I’m on a mission to overcome my anxiety inspire others along the way. I love helping others feel good and realise their true potential. I’ll be talking about my everyday life, the ups and downs, as well as beauty tips, book reviews, fun family days out and more.
I look forward to sharing my experiences with you and I’d love to hear about yours as well. So, please get in touch and let’s have a chat!
It’s with a heavy heart that at 8 weeks pregnant we found out that baby stopped growing at about 6 weeks and I’m having a silent miscarriage.
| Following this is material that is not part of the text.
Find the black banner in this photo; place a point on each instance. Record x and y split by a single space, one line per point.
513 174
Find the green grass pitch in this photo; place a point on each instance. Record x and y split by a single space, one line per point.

Due to my pain and bleeding, I’ve been admitted until things happen naturally or in a weeks time, I can have a procedure done.
Being my second miscarriage it’s very hard to understand why this is happening, especially when we have 2 healthy kids at home which were fairly easy pregnancies. But with that in mind, I DO have 2 healthy kids at home and I am forever grateful for that.
My heart goes out to anyone going through or suffering from a miscarriage, stillbirth or infant loss. Break the silence and talk to one another about your loss. It truly helps in remembering them and helps the healing process.
As much as my heart aches for the two children I never met I’m beyond blessed for the two I’m very lucky to have.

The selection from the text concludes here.